また、オペレーターが作業機の操作が基本不要になるため、作業機の動作状況の確認作業に当たることができることから、人員削減も期待できる。
③1人あたりの作業面積の拡大
農業従事者の減少する中で、1人あたりの作業面積拡大の必要性が高まっている。GNSSガイダンスを始めとした農機自動化製品はこの課題解決のためには必須の製品と言える。
④夜間での農作業
GNSSガイダンスを利用することで、夜間での農作業を実現する。これにより熱中症対策やさらなる作業効率化が可能。また、大雨・台風等の異常気象に対する事前対策などにも効果が期待できる。
⑤従来の農機の利活用
今後は自動運転トラクタの普及が進むと見込まれているが、買い替えには初期の費用負担が大きいため、ユーザがすでに所有するトラクタの利活用も重要であると考える。SG100は従来のトラクタ・農機に取付けが可能(※要相談)であるため、比較的低コストにて前述のユーザメリットを実現する。

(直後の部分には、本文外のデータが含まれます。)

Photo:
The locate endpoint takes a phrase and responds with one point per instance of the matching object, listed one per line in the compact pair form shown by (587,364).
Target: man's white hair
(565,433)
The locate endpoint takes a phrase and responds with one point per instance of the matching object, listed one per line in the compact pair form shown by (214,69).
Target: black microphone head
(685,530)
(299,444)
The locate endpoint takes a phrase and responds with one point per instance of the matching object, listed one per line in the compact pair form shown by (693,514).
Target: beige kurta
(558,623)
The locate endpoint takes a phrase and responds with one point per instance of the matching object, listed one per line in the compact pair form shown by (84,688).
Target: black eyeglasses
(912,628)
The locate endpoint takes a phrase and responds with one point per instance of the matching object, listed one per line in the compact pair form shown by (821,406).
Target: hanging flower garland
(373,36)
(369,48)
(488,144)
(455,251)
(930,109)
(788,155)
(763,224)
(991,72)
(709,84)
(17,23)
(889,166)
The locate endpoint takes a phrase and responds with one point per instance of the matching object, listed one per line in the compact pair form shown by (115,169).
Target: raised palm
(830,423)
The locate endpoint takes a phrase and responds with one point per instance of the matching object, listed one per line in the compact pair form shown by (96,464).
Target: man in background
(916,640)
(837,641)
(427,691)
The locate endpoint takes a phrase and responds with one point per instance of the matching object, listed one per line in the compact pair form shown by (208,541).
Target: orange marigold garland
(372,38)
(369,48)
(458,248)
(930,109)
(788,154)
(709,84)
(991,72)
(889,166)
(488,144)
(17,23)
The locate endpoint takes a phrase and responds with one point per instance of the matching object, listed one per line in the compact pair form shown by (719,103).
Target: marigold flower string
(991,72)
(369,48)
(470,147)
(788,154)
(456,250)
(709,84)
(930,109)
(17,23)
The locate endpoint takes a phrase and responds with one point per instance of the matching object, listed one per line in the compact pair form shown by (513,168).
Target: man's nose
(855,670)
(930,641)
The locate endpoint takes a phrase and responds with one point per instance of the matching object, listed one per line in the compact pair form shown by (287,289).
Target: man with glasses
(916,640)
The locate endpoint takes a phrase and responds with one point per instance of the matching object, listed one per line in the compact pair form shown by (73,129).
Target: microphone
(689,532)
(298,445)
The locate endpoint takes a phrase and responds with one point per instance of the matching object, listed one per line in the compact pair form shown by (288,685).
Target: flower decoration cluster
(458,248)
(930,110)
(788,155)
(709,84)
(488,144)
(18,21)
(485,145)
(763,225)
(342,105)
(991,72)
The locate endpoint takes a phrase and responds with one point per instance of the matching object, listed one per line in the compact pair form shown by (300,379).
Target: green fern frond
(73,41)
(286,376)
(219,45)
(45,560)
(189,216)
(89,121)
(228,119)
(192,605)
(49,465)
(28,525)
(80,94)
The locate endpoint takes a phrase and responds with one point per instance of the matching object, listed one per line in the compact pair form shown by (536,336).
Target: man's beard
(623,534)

また、SG100は後付けタイプであることから、複数の農機・作業機の情報をあらかじめ設定しておけば、複数の農機でSG100を使い回すことができる(ただしハーネス・センサ等は農機の台数分が必要)。
ユーザ事例
SG100は上市して日が浅いシステムであるため、今後モニター利用や実証事業などを積極的に活用し、精度・利便性向上に向け事例・ノウハウ・ナレッジを蓄積していく予定である。
市場動向と弊社の対応
1)市場動向
北海道庁農政部生産振興局技術普及課 の調査結果より、GNSSガイダンスの出荷台数の推移は過去10年間をみても継続的に増加している一方で、導入地域の9割が北海道向けとなっている(図6)。
また現市場のGNSSガイダンス製品は海外製がその多くを占めている状況である。今年度は各農機メーカおよび大学・研究機関で開発を進めている自動運転トラクタが相次いで発売を開始した。
今後は自動運転トラクタの導入が進む見込みであ る一方 で、既存のトラクタへの対応としてGNSSガイダンスの必要性は当面続くと思われる。平成30年11月1日に準天頂衛星システム「みちびき」の正式サービスが開始となり、農業分野への活用が期待されている。
また、AIに代表される先端ICT技術により各種農業データの利活用が進み、最適な作業時期の提案・農作業の自動化・農作物のIOT化等が加速すると思われる。
2)弊社の対応
これらの市場動向より、弊社ではGNSSガイダンスを市場性もあり導入効果が高い北海道地域から販売を行いながら、他地域での製品投入に向けたマーケティングを行う予定である。
またSG100の利点であるカスタマイズ性を活かし機能の拡充を図り、スマート農業に不可欠となるようなシステムの開発を引き続き行う。みちびき対応については、今後の検討課題とする。
今後のロードマップなど
現在のSG100は操舵機能に重点を置いた仕様となっているが、今後は作業機の自動制御のためのISOBUS対応をはじめ、各種農業データとの連携を可能にするWAGRI(農業データプラットホーム)や各種営農クラウドへの対応を予定している(図7)。これによりトラクタを使用する農作業のさらなる効率化を実現させ日本の農業の課題解決に貢献する。